As part of a problem I need to show that AB is parallel to CD, with the given info on the image. All the segments marked red are equal, all 1-stripe grey equal etc.

I'd like to prove EA=AD, then it should prove AB||DC

Suggestions/tips? I'd appreciate pointers rather than a complete answer so as to try it self first!

Can we do the following?

We the right-angles on AC. Now we draw in AI parallel to EF. We then have parallelogram AIFH - thus $\angle AHF$ and $\angle AIF$ are both 90 degrees. Thus $\angle HAI$ = $\angle IFH$ = 90 degrees. Thus AB||DC ?

Answer 1

Borrowing @Rory Daulton's notation, construct a second square directly beneath the original, and extend the line $\overleftrightarrow{DC}$ to meet the lower square at vertex $K$.
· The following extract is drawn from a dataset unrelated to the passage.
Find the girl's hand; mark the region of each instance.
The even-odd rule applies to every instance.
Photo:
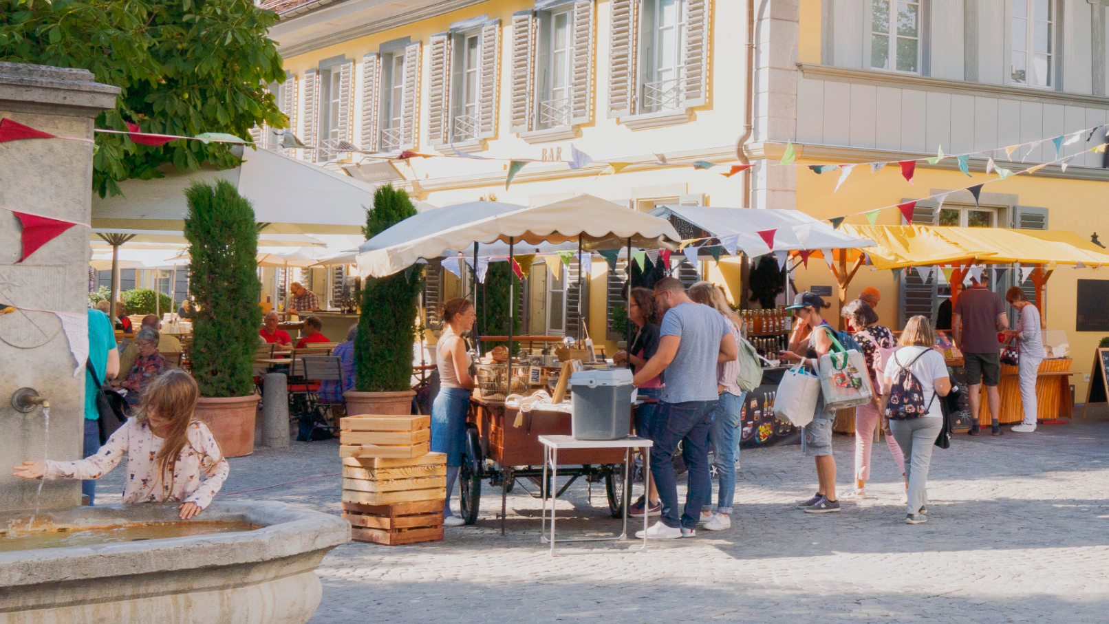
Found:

The circle centered at $B$ with radius $BE$ passes through points $E$, $G$ and $K$. Therefore the inscribed angle $\angle EKG$ is half the central angle $\angle EBG$, since both angles subtend the same arc $\stackrel\frown{EG}$. But $\overline {BA}$ bisects the central angle $\angle EBG$, so angle $\angle EBA$ equals $\angle EKG$. This implies that $\overline {AB}$ is parallel to $\overline{KG}$, which coincides with $\overline {CD}$.

Answer 2

Place the square on a Cartesian coordinate grid. We can choose the units so the square is a unit square. The coordinates of the vertices $B,F,D,E$ are then obvious. (I limited this diagram to only what is necessary for my solution: your diagram has unneeded line segments and not enough labels for the points.)

Point $C$, the midpoint of $\overline{BF}$, has coordinates $(0.5,1)$. The line $\overleftrightarrow{CD}$ then has the equation $y=2x-1$.
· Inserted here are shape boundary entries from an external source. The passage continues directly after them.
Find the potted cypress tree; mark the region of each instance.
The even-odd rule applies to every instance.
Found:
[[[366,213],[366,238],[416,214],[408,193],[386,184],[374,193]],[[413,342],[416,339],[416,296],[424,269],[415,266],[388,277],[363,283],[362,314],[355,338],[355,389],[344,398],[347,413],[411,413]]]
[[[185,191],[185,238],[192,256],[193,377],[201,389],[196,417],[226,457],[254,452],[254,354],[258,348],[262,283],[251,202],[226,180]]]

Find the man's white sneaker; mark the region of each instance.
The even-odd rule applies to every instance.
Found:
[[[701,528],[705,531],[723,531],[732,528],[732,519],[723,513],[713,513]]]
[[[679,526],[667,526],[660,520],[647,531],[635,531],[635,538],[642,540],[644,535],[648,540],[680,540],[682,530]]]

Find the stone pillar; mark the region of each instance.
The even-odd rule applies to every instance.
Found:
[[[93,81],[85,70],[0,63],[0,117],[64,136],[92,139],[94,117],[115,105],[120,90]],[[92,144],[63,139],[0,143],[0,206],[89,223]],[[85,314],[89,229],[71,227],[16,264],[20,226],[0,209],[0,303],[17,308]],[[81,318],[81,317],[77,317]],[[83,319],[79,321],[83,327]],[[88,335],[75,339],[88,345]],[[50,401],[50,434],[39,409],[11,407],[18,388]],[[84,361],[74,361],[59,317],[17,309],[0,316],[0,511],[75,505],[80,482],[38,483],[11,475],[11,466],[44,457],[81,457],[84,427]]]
According to your diagram, the point I have labeled $G$ in my diagram is a unit distance from point $B$, which is the origin. Point $G$ therefore lies on the unit circle $x^2+y^2=1$. We can solve those two simultaneous equations for line $\overleftrightarrow{CD}$ and the unit circle to get the only intersection point in the first quadrant (inside the square), and we get $G=(0.8,0.6)$.

The point I have labeled $H$, the midpoint of $\overline{EG}$, then has coordinates $(0.4,0.8)$. The line $\overleftrightarrow{BH}$ then has the equation $y=2x$.

Point $A$ is defined as the intersection of line $\overleftrightarrow{BH}$ with the top of the square, $y=1$, so the coordinates of $A$ are $(0.5,1)$.

We then easily see that $\overline{AB}\parallel\overline{DC}$: for one thing, the lines $\overleftrightarrow{AB}$ and $\overleftrightarrow{DC}$ have the same slope, namely $2$.

Now you can translate that argument into a purely Euclidean geometric argument, if you like.